Georgetown University law professor Lawrence Gostin told the Wall Street Journal in the Sunday story that Hickox could challenge her quarantine in two ways. She could contend that New Jersey’s policy is overinclusive in that it applies to people without an individualized assessment of risk. And she could assert that she wasn’t detained in a humane health environment.

“That pushes the envelope more than I’ve seen it in my lifetime,” he said. “We are basically depriving individuals of liberty for 21 days just because they have traveled from a particular part of the world. That seems to me wrong legally, and ethically and is against science.”

But Cornell University law professor Michael Dorf told the Wall Street Journal that there is no serious doubt that states can quarantine if “it’s not completely divorced from reality.”

Hickox was being kept in an isolation tent with a portable toilet, but no shower or television, the New York Times says. She did have access to a cellphone and reading materials, according to the Wall street Journal. On Sunday, Hickox declared that Gov. Chris Christie has “messed with the wrong redhead.”

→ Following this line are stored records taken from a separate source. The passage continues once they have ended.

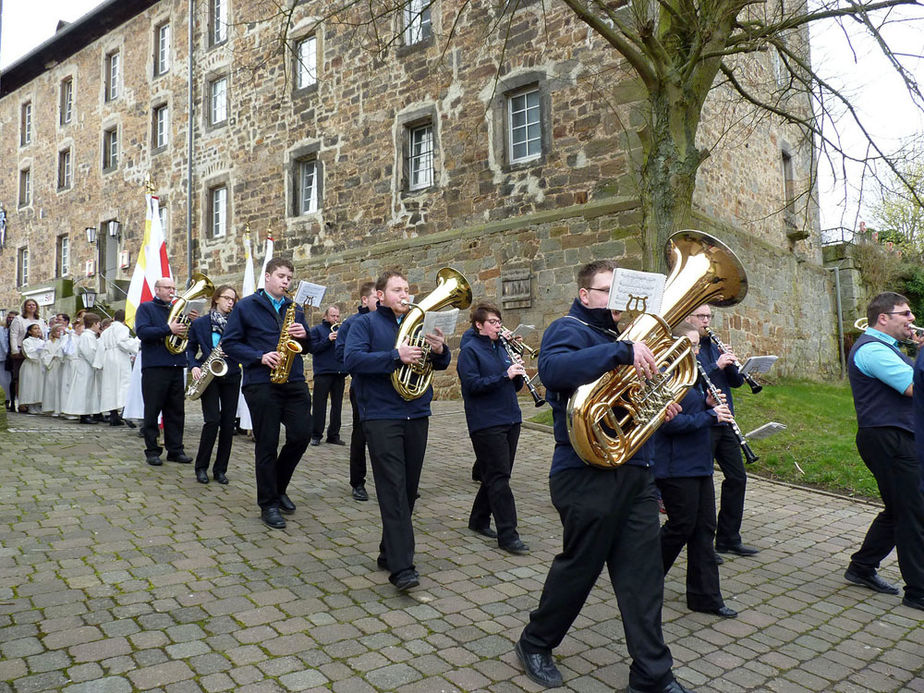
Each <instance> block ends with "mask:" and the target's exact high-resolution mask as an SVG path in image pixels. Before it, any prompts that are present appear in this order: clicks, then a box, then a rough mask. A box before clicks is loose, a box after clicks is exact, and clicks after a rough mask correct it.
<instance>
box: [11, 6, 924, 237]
mask: <svg viewBox="0 0 924 693" xmlns="http://www.w3.org/2000/svg"><path fill="white" fill-rule="evenodd" d="M100 4H102V3H101V0H0V21H2V27H0V29H2V31H0V70H2V69H4V68H5V67H6V66H7V65H9V64H10V63H12V62H14V61H15V60H16V59H18V58H20V57H22V56H23V55H25V54H26V53H28V52H29V51H30V50H32V49H33V48H35V47H37V46H38V45H40V44H41V43H43V42H44V41H46V40H47V39H49V38H51V36H53V35H54V31H55V27H56V26H57V23H58V20H59V19H63V20H65V21H74V20H75V19H78V18H79V17H81V16H82V15H84V14H86V13H87V12H89V11H90V10H92V9H93V8H94V7H96V6H97V5H100ZM37 6H38V7H41V11H40V12H36V7H37ZM921 32H922V29H921V28H919V29H917V31H915V28H913V27H911V26H908V25H902V24H894V25H892V27H891V28H888V29H887V30H884V33H885V35H886V38H887V39H888V40H889V41H890V43H891V44H892V45H894V46H900V47H904V46H907V47H908V52H910V53H918V54H920V53H922V41H921V38H920V36H921V35H922V34H921ZM850 44H853V49H851V48H850ZM880 55H881V54H880V52H879V49H878V48H877V47H876V46H875V45H873V44H872V43H871V42H869V41H868V40H864V39H863V38H862V37H861V36H858V35H856V34H855V35H853V36H851V37H850V42H849V43H848V40H847V38H846V37H845V36H844V33H843V31H842V30H840V29H839V28H837V27H836V26H834V25H833V24H828V25H826V26H820V25H816V26H813V29H812V63H813V65H814V67H815V69H816V71H819V72H820V73H821V74H822V75H823V76H824V77H825V78H826V79H830V80H831V82H832V83H834V84H835V85H837V86H838V87H839V88H842V89H844V90H845V91H846V92H847V93H849V94H850V95H851V97H852V98H851V104H852V105H853V106H854V108H855V109H856V110H857V111H858V113H859V114H860V117H861V118H863V119H864V121H865V123H866V124H867V127H868V129H869V130H870V132H871V133H873V135H874V137H877V138H879V139H881V141H882V143H883V145H884V146H885V147H886V148H892V147H897V146H898V145H899V144H900V142H901V140H902V139H903V138H908V137H910V136H912V135H914V134H917V135H921V134H922V133H924V118H922V115H921V113H920V112H919V111H917V110H916V109H915V108H914V106H913V104H912V103H911V100H910V98H908V96H907V92H906V91H905V89H904V86H903V85H902V84H901V82H900V81H899V80H898V78H897V77H895V76H894V72H893V71H892V69H891V68H890V67H889V65H888V64H887V63H886V62H885V61H884V59H882V58H881V57H880ZM912 65H913V67H914V68H915V74H916V76H917V78H918V79H919V80H920V82H921V83H922V84H924V61H919V62H918V63H912ZM838 128H839V130H841V135H842V137H844V138H845V141H846V142H847V143H848V145H847V146H848V148H849V149H850V150H851V151H852V152H854V153H857V154H862V153H863V150H864V148H865V139H864V138H863V137H861V136H860V135H859V134H858V131H857V130H856V128H854V127H853V126H851V125H850V123H849V121H848V119H846V118H842V119H841V120H840V121H839V124H838ZM832 134H833V133H832ZM830 168H831V167H830V165H828V164H827V163H825V162H822V164H821V165H820V166H819V180H820V183H819V193H820V196H821V217H822V218H821V228H822V229H826V228H831V227H838V226H845V227H847V228H856V226H857V224H858V222H859V221H861V220H864V219H865V218H868V216H869V205H870V203H871V202H873V201H875V199H876V195H875V189H876V186H875V185H873V186H871V187H870V186H869V183H867V184H866V185H867V188H866V189H865V190H863V194H862V197H861V194H860V193H861V191H860V187H861V184H862V175H861V171H860V170H859V168H858V167H856V166H852V167H851V166H848V168H847V175H846V178H845V177H844V176H842V175H840V171H839V170H838V171H837V172H836V174H832V173H831V171H830ZM835 168H836V169H839V168H840V166H839V165H837V166H836V167H835ZM845 180H846V188H847V192H846V195H845V184H844V181H845Z"/></svg>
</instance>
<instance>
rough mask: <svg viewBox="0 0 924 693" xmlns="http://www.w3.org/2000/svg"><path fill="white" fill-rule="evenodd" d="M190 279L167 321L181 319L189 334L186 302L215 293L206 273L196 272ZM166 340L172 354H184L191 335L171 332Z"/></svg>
mask: <svg viewBox="0 0 924 693" xmlns="http://www.w3.org/2000/svg"><path fill="white" fill-rule="evenodd" d="M189 281H190V284H189V287H188V288H187V289H186V291H184V292H183V294H182V295H180V296H178V297H177V299H176V300H175V301H174V302H173V305H172V306H170V313H169V315H167V323H171V322H173V321H174V320H179V321H180V322H181V323H183V324H184V325H186V330H187V334H188V332H189V324H190V322H191V321H190V319H189V317H188V316H186V315H183V310H185V308H186V304H187V303H189V302H190V301H192V300H194V299H196V298H208V297H210V296H211V295H212V294H213V293H215V287H214V285H213V284H212V282H211V281H210V280H209V278H208V277H206V276H205V275H204V274H201V273H199V272H194V273H193V275H192V276H191V277H190V278H189ZM164 342H165V343H166V345H167V351H169V352H170V353H171V354H182V353H183V352H184V351H186V345H187V344H188V343H189V337H188V336H183V337H181V336H180V335H178V334H173V333H171V334H168V335H167V336H166V337H164Z"/></svg>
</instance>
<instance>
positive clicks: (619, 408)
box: [566, 230, 748, 469]
mask: <svg viewBox="0 0 924 693" xmlns="http://www.w3.org/2000/svg"><path fill="white" fill-rule="evenodd" d="M664 251H665V254H666V255H667V256H668V265H669V266H670V268H671V272H670V275H669V276H668V278H667V283H666V284H665V286H664V294H663V299H662V302H661V313H660V315H655V314H651V313H642V314H641V315H639V316H637V317H636V318H635V319H634V320H632V322H631V323H629V325H628V326H627V327H626V329H625V331H624V332H623V333H622V334H621V335H620V339H622V340H628V341H632V342H645V344H646V345H648V348H649V349H651V351H652V353H653V354H654V357H655V362H656V364H657V368H656V372H657V375H655V376H654V377H653V378H650V379H644V380H643V379H641V377H640V376H639V374H638V373H637V371H636V370H635V368H634V366H619V367H618V368H615V369H613V370H611V371H608V372H607V373H604V374H603V375H602V376H600V377H599V378H597V380H595V381H594V382H592V383H587V384H585V385H581V386H580V387H579V388H578V389H577V390H575V392H574V394H573V395H572V396H571V398H570V399H569V400H568V406H567V410H566V421H567V425H568V437H569V438H570V440H571V445H572V447H573V448H574V451H575V452H576V453H577V454H578V456H579V457H580V458H581V459H582V460H584V462H586V463H587V464H589V465H591V466H594V467H602V468H605V469H611V468H614V467H618V466H619V465H621V464H623V463H624V462H626V461H627V460H629V459H630V458H631V457H632V456H633V455H634V454H635V453H636V452H637V451H638V450H639V448H641V447H642V445H644V443H645V441H647V440H648V438H650V437H651V436H652V434H653V433H654V432H655V431H656V430H657V429H658V427H659V426H660V425H661V424H662V423H664V418H665V416H666V413H667V409H668V407H669V406H670V405H671V404H673V403H676V402H679V401H680V400H681V399H683V397H684V395H685V394H686V392H687V390H688V389H689V388H690V387H692V386H693V385H694V383H695V382H696V378H697V377H698V373H697V369H696V356H695V355H694V354H693V349H692V346H691V345H690V340H689V339H687V338H686V337H681V338H679V339H677V338H674V337H673V336H671V330H672V329H673V328H674V327H676V326H677V325H679V324H680V323H681V322H682V321H683V319H684V318H685V317H686V316H687V315H689V314H690V312H691V311H692V310H693V309H694V308H696V307H697V306H700V305H702V304H704V303H709V304H711V305H714V306H732V305H735V304H736V303H740V302H741V301H742V299H744V297H745V295H747V291H748V280H747V274H746V273H745V271H744V267H743V266H742V264H741V262H740V261H739V260H738V258H737V257H736V256H735V254H734V253H733V252H732V251H731V250H730V249H729V248H728V247H727V246H726V245H725V244H724V243H722V242H721V241H719V240H718V239H717V238H714V237H712V236H710V235H708V234H705V233H702V232H701V231H692V230H686V231H678V232H677V233H675V234H673V235H672V236H671V237H670V238H669V239H668V240H667V244H666V246H665V249H664Z"/></svg>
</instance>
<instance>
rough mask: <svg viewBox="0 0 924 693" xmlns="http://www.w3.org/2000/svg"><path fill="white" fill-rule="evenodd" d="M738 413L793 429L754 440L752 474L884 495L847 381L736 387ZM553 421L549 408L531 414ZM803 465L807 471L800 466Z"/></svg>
mask: <svg viewBox="0 0 924 693" xmlns="http://www.w3.org/2000/svg"><path fill="white" fill-rule="evenodd" d="M734 394H735V418H736V420H737V421H738V426H739V428H741V431H742V432H743V433H747V432H748V431H751V430H753V429H755V428H757V427H758V426H760V425H762V424H765V423H767V422H768V421H777V422H779V423H782V424H785V425H786V426H787V430H785V431H782V432H781V433H777V434H776V435H774V436H770V437H769V438H765V439H764V440H755V441H752V442H751V449H752V450H754V452H755V453H756V454H757V455H758V456H759V457H760V459H759V460H758V461H757V462H756V463H754V464H753V465H750V466H749V467H748V472H749V473H754V474H757V475H759V476H764V477H767V478H771V479H779V480H782V481H788V482H791V483H794V484H801V485H805V486H812V487H815V488H821V489H825V490H827V491H833V492H836V493H843V494H846V495H851V496H859V497H863V498H872V499H877V500H878V498H879V491H878V489H877V487H876V480H875V479H874V478H873V475H872V474H871V473H870V471H869V470H868V469H867V468H866V465H864V464H863V461H862V460H861V459H860V455H859V454H858V453H857V448H856V444H855V443H854V437H855V436H856V433H857V419H856V414H855V412H854V408H853V397H852V396H851V394H850V386H849V385H848V384H847V382H846V381H843V382H840V381H837V382H813V381H806V380H782V381H778V382H777V383H775V384H773V385H766V386H765V387H764V389H763V391H762V392H760V393H759V394H757V395H753V394H751V392H750V390H749V389H748V387H747V385H745V386H744V387H741V388H739V389H738V390H735V393H734ZM530 420H531V421H535V422H537V423H545V424H550V425H551V423H552V412H551V410H549V409H544V410H543V411H541V412H539V414H538V415H537V416H535V417H533V418H531V419H530ZM800 469H801V471H800Z"/></svg>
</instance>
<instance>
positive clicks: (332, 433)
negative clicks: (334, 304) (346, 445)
mask: <svg viewBox="0 0 924 693" xmlns="http://www.w3.org/2000/svg"><path fill="white" fill-rule="evenodd" d="M339 322H340V309H339V308H338V307H337V306H329V307H328V308H327V310H326V311H324V317H323V318H322V319H321V322H320V324H318V325H315V326H314V327H312V328H311V344H312V346H313V349H312V353H311V368H312V372H313V374H314V398H313V401H312V415H311V421H312V426H311V444H312V445H320V444H321V437H322V436H323V435H324V420H325V418H326V417H327V399H328V395H329V396H330V424H329V425H328V426H327V442H328V443H331V444H333V445H346V443H344V442H343V441H342V440H340V410H341V409H342V408H343V387H344V384H345V383H346V371H345V370H344V368H343V359H342V357H339V356H337V350H336V348H335V345H336V341H337V338H338V337H339V334H340V333H339V331H338V330H335V329H333V326H334V325H336V324H337V323H339ZM338 329H339V328H338Z"/></svg>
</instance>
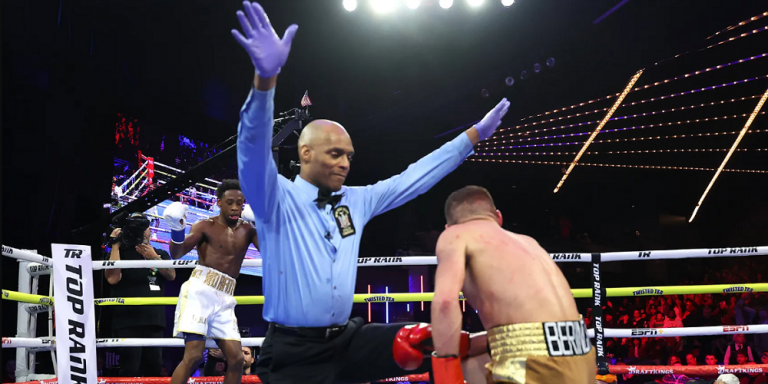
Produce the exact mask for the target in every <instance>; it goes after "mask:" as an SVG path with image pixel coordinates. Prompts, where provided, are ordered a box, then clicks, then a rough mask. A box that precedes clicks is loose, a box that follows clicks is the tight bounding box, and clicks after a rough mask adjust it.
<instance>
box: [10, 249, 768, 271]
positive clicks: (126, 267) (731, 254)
mask: <svg viewBox="0 0 768 384" xmlns="http://www.w3.org/2000/svg"><path fill="white" fill-rule="evenodd" d="M764 255H768V246H758V247H732V248H699V249H674V250H665V251H630V252H607V253H602V254H601V262H608V261H629V260H668V259H687V258H710V257H743V256H764ZM3 256H9V257H13V258H16V259H21V260H27V261H34V262H38V263H41V264H45V265H48V266H50V265H52V263H51V261H50V259H49V258H48V257H46V256H42V255H38V254H36V253H32V252H29V251H23V250H20V249H16V248H13V247H8V246H6V245H3ZM549 256H550V257H551V258H552V259H553V260H554V261H555V262H558V263H561V262H582V263H585V262H586V263H589V262H591V261H592V256H591V254H589V253H551V254H550V255H549ZM357 265H358V267H385V266H402V265H437V257H436V256H414V257H408V256H395V257H361V258H358V259H357ZM195 266H197V261H196V260H162V261H160V260H158V261H154V260H147V261H144V260H138V261H137V260H116V261H94V262H93V269H94V270H101V269H115V268H126V269H127V268H194V267H195ZM243 267H261V259H245V260H243Z"/></svg>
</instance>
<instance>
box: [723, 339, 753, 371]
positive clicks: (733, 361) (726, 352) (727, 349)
mask: <svg viewBox="0 0 768 384" xmlns="http://www.w3.org/2000/svg"><path fill="white" fill-rule="evenodd" d="M745 339H746V338H745V337H744V335H743V334H741V333H740V334H738V335H736V336H735V337H734V338H733V342H731V343H730V344H728V348H726V350H725V356H724V357H723V363H724V364H725V365H734V364H743V363H738V362H737V358H738V353H739V352H743V353H744V355H745V356H746V357H747V361H755V359H754V358H753V357H752V356H753V355H752V347H751V346H750V345H749V344H746V342H745Z"/></svg>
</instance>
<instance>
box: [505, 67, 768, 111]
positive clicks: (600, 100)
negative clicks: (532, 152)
mask: <svg viewBox="0 0 768 384" xmlns="http://www.w3.org/2000/svg"><path fill="white" fill-rule="evenodd" d="M766 56H768V53H763V54H760V55H755V56H752V57H747V58H744V59H740V60H736V61H732V62H730V63H726V64H720V65H716V66H714V67H709V68H704V69H700V70H697V71H693V72H690V73H686V74H683V75H680V76H676V77H673V78H669V79H666V80H661V81H656V82H653V83H650V84H646V85H644V86H642V87H637V88H635V89H633V90H632V92H634V91H639V90H643V89H648V88H651V87H655V86H657V85H661V84H667V83H669V82H672V81H675V80H680V79H685V78H688V77H691V76H696V75H700V74H702V73H706V72H709V71H712V70H715V69H720V68H725V67H728V66H731V65H734V64H740V63H746V62H748V61H752V60H755V59H759V58H763V57H766ZM618 95H619V94H618V93H615V94H612V95H607V96H603V97H598V98H597V99H593V100H589V101H586V102H583V103H579V104H574V105H571V106H568V107H563V108H558V109H553V110H551V111H547V112H543V113H540V114H538V115H531V116H528V117H525V118H522V119H520V121H525V120H528V119H531V118H534V117H541V116H545V115H550V114H553V113H557V112H563V111H567V110H569V109H574V108H578V107H583V106H585V105H588V104H593V103H596V102H598V101H603V100H608V99H611V98H613V97H616V96H618ZM606 109H607V108H606Z"/></svg>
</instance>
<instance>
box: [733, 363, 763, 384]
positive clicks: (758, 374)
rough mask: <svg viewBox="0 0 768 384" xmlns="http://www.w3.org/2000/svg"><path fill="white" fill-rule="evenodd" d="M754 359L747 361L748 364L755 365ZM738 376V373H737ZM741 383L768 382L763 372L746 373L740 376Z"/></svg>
mask: <svg viewBox="0 0 768 384" xmlns="http://www.w3.org/2000/svg"><path fill="white" fill-rule="evenodd" d="M755 364H756V363H755V362H754V361H750V362H747V366H750V365H755ZM737 376H738V375H737ZM739 383H740V384H766V377H765V374H761V373H746V374H744V376H742V377H740V378H739Z"/></svg>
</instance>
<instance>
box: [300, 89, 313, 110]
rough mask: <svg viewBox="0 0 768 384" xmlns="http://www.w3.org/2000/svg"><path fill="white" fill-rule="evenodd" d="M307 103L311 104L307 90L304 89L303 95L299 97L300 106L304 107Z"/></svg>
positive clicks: (308, 94)
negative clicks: (304, 89)
mask: <svg viewBox="0 0 768 384" xmlns="http://www.w3.org/2000/svg"><path fill="white" fill-rule="evenodd" d="M307 105H312V102H311V101H309V91H304V97H302V98H301V106H302V107H306V106H307Z"/></svg>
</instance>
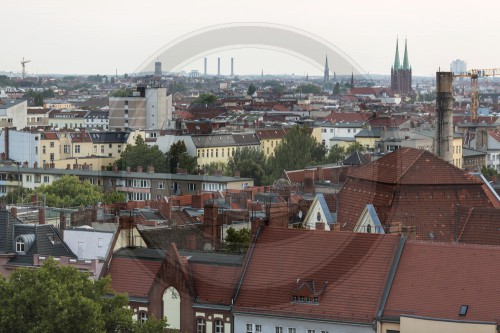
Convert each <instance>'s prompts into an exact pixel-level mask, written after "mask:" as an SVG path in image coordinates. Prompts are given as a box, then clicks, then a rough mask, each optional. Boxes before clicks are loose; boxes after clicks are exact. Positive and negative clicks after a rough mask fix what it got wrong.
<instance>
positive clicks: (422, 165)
mask: <svg viewBox="0 0 500 333" xmlns="http://www.w3.org/2000/svg"><path fill="white" fill-rule="evenodd" d="M350 177H353V178H360V179H367V180H373V181H377V182H380V183H389V184H396V183H398V184H411V185H445V184H446V185H457V184H481V182H480V181H479V180H477V179H476V178H475V177H473V176H471V175H469V174H467V173H466V172H464V171H463V170H461V169H459V168H457V167H455V166H453V165H452V164H450V163H448V162H445V161H444V160H442V159H440V158H439V157H437V156H436V155H434V154H432V153H430V152H428V151H426V150H422V149H415V148H401V149H398V150H396V151H395V152H393V153H390V154H388V155H386V156H384V157H382V158H380V159H378V160H376V161H374V162H372V163H370V164H367V165H365V166H362V167H360V168H358V169H355V170H354V171H353V172H352V173H351V175H350Z"/></svg>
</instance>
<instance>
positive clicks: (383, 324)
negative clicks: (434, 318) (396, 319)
mask: <svg viewBox="0 0 500 333" xmlns="http://www.w3.org/2000/svg"><path fill="white" fill-rule="evenodd" d="M496 327H497V325H496V323H485V322H472V321H471V322H467V321H457V320H442V319H434V318H422V317H413V316H401V318H400V324H397V323H383V324H381V325H378V327H377V332H378V333H390V332H400V333H429V332H439V333H457V332H460V333H496V332H497V330H496Z"/></svg>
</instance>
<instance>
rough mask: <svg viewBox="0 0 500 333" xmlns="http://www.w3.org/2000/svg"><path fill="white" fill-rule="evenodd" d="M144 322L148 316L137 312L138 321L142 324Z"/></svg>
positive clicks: (141, 312)
mask: <svg viewBox="0 0 500 333" xmlns="http://www.w3.org/2000/svg"><path fill="white" fill-rule="evenodd" d="M146 320H148V314H147V313H146V312H139V321H140V322H141V323H143V322H145V321H146Z"/></svg>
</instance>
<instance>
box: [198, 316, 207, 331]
mask: <svg viewBox="0 0 500 333" xmlns="http://www.w3.org/2000/svg"><path fill="white" fill-rule="evenodd" d="M205 325H206V324H205V319H203V318H198V319H196V333H206V327H205Z"/></svg>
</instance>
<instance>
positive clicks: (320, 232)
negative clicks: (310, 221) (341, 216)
mask: <svg viewBox="0 0 500 333" xmlns="http://www.w3.org/2000/svg"><path fill="white" fill-rule="evenodd" d="M398 240H399V237H397V236H393V235H376V234H361V233H350V232H348V233H344V232H326V231H311V230H300V229H282V228H271V227H264V228H263V229H262V231H261V233H260V235H259V238H258V241H257V243H256V245H255V249H254V251H253V254H252V258H251V261H250V264H249V266H248V269H247V272H246V275H245V276H244V280H243V285H242V288H241V290H240V294H239V297H238V299H237V300H236V304H235V311H236V312H238V311H245V312H256V313H265V314H267V315H270V314H275V315H285V316H300V317H308V318H318V319H327V320H339V321H347V322H357V323H366V324H369V323H372V322H373V319H374V317H375V315H376V311H377V306H378V304H379V300H380V296H381V293H382V290H383V289H384V285H385V281H386V277H387V274H388V271H389V268H390V265H391V262H392V258H393V255H394V251H395V248H396V246H397V243H398ZM313 282H314V286H315V290H316V292H319V293H320V295H319V296H318V297H319V303H318V304H304V303H294V302H292V294H293V293H294V291H296V289H297V288H299V287H301V286H302V285H307V286H308V287H309V288H310V287H311V286H312V284H313ZM325 286H326V287H325ZM323 288H324V290H323ZM322 290H323V293H321V291H322ZM302 291H303V290H302V289H301V292H302Z"/></svg>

In an essay for the Dallas Morning News, Hickox said her temperature at the airport, taken with a forehead scanner, was initially recorded at 98. Four hours later, Hickox was increasingly upset and her temperature registered 101. She asserted that the higher temperature was due to being flushed and upset and asked for an oral thermometer. Six hours after she arrived at the airport, she was told she was going to a hospital. Once she arrived, her temperature was recorded at 98.6 with an oral thermometer and 101 with the forehead scanner.

“This is not a situation I would wish on anyone,” Hickox wrote, “and I am scared for those who will follow me.”

Updated at 8:45 a.m. to include Christie’s announcement that Hickox can go home.